Professor Twink Allen of Newmarket's Equine Fertility Unit, who is at the forefront of this kind of experiment, decided to appeal against this decision and claimed that, while Britain dithered, other countries were already working on cloning to overcome the problem of reproducing sport horse geldings. Now that France's Cryozootech has cloned Pieraz and is well on the way to cloning E.T., his fears appear well founded.

Speaking to Horse & Hound Online, earlier in the year, Allen argued that horse cloning has a low incidence of abnormality compared to cattle and sheep. Cryozootech's Palmer agrees and believes that overall the procedure has a minimal impact on welfare. "The oocytes [we use in cloning] come from ovaries that we collect at slaughter houses and that would be put to waste otherwise. No suffering of donor animals come from the procedure and these animals were slaughtered anyway," he says. "The transfer is the same as the routine embryo transfer and you know that the key of success of such embryo transfers is: no stress to the embryo nor to the recipient. There is an increased embryo loss during early pregnancy, but I cannot see any sign of suffering in mares during early embryo loss. There are some later abortions that do not differ from the abortions we see in normal breeding except a higher incidence.

"Now we know three cloned mules and one cloned horse from 2003 (they are two and a half years old and they are in good health). We have produced this spring the first two clones of champions—Pieraz Cryozootech-Stallion, clone of Pieraz, a double world champion of endurance races, and Paris-Texas, the clone of Quidamde Revel, the top stallion of show jumping—and they are now eight months old and in perfect health."

But the question remains whether the genes of a champion showjumper, endurance or dressage horse will actually produce equally talented offspring. After all, training plays a considerable part in the success of a sporthorse.

"I know that genetics is approximately responsible for 1/3 of the performance," says Palmer "In fact genetics is only a "potential" and everything around it (the "environment" which starts in the mother's uterus, the lactation, the accidents, the breaking and dressage, and finally the rider) gives a possibility for this potential to be expressed. In consequence, you cannot assert that the clone of E.T. will perform exactly the same way [as E.T. did]. However, you can assert that he has in his genes exactly the same potential as E.T. and that he will transmit it exactly the same way as if E.T. was a stallion himself."
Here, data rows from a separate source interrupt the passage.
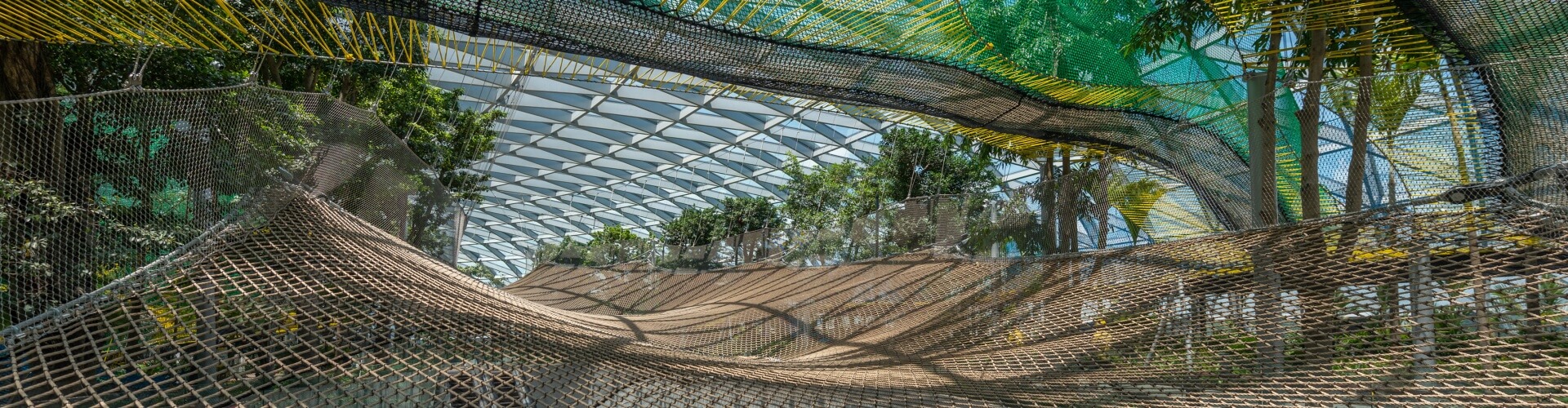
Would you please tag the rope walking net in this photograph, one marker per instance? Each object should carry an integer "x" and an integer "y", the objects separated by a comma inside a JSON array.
[{"x": 281, "y": 250}]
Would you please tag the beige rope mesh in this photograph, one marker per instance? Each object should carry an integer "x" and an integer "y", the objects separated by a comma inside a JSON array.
[
  {"x": 314, "y": 306},
  {"x": 289, "y": 283}
]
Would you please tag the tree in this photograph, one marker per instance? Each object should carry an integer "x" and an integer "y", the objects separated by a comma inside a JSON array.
[
  {"x": 612, "y": 234},
  {"x": 748, "y": 214},
  {"x": 446, "y": 137},
  {"x": 695, "y": 228},
  {"x": 1134, "y": 202},
  {"x": 816, "y": 200},
  {"x": 915, "y": 162}
]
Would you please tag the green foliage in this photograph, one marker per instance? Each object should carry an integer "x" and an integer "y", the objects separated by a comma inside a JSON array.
[
  {"x": 695, "y": 226},
  {"x": 816, "y": 200},
  {"x": 1134, "y": 202},
  {"x": 742, "y": 215},
  {"x": 446, "y": 137},
  {"x": 85, "y": 69},
  {"x": 1170, "y": 20},
  {"x": 612, "y": 234},
  {"x": 915, "y": 162}
]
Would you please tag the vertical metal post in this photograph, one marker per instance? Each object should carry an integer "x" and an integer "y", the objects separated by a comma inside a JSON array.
[
  {"x": 996, "y": 242},
  {"x": 1261, "y": 153},
  {"x": 458, "y": 222}
]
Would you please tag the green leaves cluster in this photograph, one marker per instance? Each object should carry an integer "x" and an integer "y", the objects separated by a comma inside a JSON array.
[{"x": 734, "y": 217}]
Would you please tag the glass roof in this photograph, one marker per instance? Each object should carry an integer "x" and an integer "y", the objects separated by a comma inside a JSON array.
[{"x": 590, "y": 142}]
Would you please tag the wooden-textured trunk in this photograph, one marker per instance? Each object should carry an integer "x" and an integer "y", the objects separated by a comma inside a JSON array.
[
  {"x": 1308, "y": 118},
  {"x": 1363, "y": 122}
]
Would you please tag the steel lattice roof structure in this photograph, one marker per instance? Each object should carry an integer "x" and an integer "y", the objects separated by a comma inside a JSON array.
[{"x": 588, "y": 143}]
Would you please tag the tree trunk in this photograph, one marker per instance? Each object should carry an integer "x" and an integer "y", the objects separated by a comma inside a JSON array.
[
  {"x": 27, "y": 71},
  {"x": 1067, "y": 219},
  {"x": 1046, "y": 195},
  {"x": 1363, "y": 120},
  {"x": 1101, "y": 198},
  {"x": 1317, "y": 299},
  {"x": 1308, "y": 118},
  {"x": 310, "y": 78}
]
And, he adds, "there is no champion with no potential!"

It remains to be seen whether the international sporting community will accept cloned horses and their foals. So far, there are no specific rules on the matter. "We don't have any rules on this matter because it is regarding breeding and the FEI doesn't interfere on any breeding issues," says an FEI spokeswoman. "And also those horses, if they survive, won't be competing for years so the FEI doesn't have any policy on the issue."
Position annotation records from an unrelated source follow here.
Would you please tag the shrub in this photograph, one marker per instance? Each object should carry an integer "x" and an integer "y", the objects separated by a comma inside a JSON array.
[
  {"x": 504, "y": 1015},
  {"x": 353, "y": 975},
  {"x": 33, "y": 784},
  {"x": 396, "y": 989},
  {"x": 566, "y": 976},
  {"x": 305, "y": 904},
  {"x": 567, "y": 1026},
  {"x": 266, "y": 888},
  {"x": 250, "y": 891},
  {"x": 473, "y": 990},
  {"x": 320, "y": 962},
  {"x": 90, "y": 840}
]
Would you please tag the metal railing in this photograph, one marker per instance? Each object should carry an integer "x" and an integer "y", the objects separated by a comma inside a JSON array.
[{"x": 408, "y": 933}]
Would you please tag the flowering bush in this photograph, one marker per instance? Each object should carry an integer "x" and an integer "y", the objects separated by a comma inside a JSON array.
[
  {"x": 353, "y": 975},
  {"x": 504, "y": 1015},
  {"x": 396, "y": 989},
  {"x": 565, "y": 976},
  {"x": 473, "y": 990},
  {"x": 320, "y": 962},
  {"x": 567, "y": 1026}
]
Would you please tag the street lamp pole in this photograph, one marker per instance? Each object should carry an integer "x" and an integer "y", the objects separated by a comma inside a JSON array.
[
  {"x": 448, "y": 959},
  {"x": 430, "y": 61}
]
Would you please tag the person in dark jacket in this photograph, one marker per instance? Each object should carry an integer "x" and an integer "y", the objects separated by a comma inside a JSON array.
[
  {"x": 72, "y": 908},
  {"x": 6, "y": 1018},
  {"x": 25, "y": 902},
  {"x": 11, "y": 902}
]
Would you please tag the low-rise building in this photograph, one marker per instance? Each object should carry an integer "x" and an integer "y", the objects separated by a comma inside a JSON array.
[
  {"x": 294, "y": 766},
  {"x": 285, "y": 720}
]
Palmer, however, believes that there should be a clear framework of rules to allow cloned horses and their offspring to have a sporting future. "I cannot see how there can be an international ban [on cloned horses]," he says. "International competitions do not need registered horses and a ban would just cause unofficial clones to be produced. This is exactly what we want to avoid by making our operation in front of the public. Make reasonable rules and transparency is certainly the best attitude."